While extraction systems based on optical character recognition (OCR) can work well on highly structured forms that don’t vary, they don’t work nearly as well in environments where the document structure or layout varies, such as with invoice processing, or where data is less structured, as with mortgage document processing.
Intelligent document processing systems can do the work faster and at higher accuracy, simplifying the lives of engineering and finance teams that used to rely on older OCR technology.
For example, an OCR-based system might produce 90% quality for highly structured forms in a lab setting, but that might drop to 70% or lower in the real world. All too often, the system encounters a wide range of variations of exposure, skew, or foreign objects that disrupt the digitized image used as input to the OCR system.
An adaptive document processing system, which deploys machine learning models for classification, can achieve much better—and yes, even more “intelligent”—results.
Let’s say your ML model produces 90% quality but you need 99%, a common requirement in financial services. A deep learning system based on both computer vision and natural language models can meet that higher quality service-level agreement (SLA) by running selected forms through a human reviewer, in a process known as “human in the loop.”
During processing, the system alerts human reviewers to specific documents or form fields based on the system’s confidence level about its accuracy. If a document doesn’t meet the confidence threshold, it’s routed to a reviewer, who verifies it. That verification information loops back into the system, training the algorithm to learn how to identify the content in those more difficult documents. In this way, an adaptive document processing system can achieve that 99% customer requirement.
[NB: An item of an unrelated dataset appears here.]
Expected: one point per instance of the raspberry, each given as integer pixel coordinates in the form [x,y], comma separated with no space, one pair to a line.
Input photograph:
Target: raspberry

Human-in-the-loop QA can be valuable for a number of reasons, not the least of which is liability. For some use cases, the increasingly rare transcription error can mean a missed delivery, or a package that gets stuck in customs. Transcription and extraction errors can prove very costly to businesses, either at the character level or the field/document level.
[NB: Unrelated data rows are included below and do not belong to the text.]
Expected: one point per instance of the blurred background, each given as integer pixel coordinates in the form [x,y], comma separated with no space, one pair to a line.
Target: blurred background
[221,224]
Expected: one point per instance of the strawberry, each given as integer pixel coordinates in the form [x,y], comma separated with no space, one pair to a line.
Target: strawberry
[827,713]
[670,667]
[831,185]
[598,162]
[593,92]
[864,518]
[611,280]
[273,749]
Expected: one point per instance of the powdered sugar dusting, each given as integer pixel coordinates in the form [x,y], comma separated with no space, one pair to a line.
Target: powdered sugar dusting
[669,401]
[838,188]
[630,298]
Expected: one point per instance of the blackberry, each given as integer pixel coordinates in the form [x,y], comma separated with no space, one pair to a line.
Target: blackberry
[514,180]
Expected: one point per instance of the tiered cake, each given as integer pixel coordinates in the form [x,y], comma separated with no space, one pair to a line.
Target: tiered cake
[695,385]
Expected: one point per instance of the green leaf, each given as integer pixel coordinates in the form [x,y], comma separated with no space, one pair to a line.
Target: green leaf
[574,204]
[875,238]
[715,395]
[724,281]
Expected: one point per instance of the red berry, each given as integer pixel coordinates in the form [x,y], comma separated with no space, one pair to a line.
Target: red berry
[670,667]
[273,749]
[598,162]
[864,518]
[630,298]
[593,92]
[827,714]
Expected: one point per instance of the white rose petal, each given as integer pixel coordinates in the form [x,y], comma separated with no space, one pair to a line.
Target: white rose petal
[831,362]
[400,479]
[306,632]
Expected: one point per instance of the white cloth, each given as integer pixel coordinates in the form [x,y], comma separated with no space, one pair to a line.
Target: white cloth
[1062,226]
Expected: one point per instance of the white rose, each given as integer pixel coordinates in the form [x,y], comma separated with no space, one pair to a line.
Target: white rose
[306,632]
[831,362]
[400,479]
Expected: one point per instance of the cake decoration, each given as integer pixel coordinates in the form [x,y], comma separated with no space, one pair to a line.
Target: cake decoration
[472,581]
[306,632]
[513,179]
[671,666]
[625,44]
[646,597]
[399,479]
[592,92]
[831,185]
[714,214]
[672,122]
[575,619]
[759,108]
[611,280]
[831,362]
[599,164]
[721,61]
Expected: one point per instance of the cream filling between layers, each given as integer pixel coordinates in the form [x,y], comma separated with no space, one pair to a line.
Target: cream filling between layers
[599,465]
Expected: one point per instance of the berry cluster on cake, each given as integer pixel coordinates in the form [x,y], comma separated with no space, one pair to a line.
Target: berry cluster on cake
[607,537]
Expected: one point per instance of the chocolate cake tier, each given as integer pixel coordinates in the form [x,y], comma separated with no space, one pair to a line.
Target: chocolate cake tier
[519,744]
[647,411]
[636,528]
OCR has effectively become commoditized, with Google now maintaining the popular open-source Tesseract package it took over from Hewlett-Packard. Today, Tesseract includes long short-term memory (LSTM) networks for increasingly accurate character-level recognition.
But research and software engineering progress doesn’t end there: Transformers have paved the way for both document layout detection and form understanding. The future looks bright for achieving ever-greater accuracy for extracting just the right, actionable information from old-school, messy paperwork. And of course, when regulations or quality standards demand it, it’s always helpful to bring humans into the pipeline to further improve the models by catching model errors.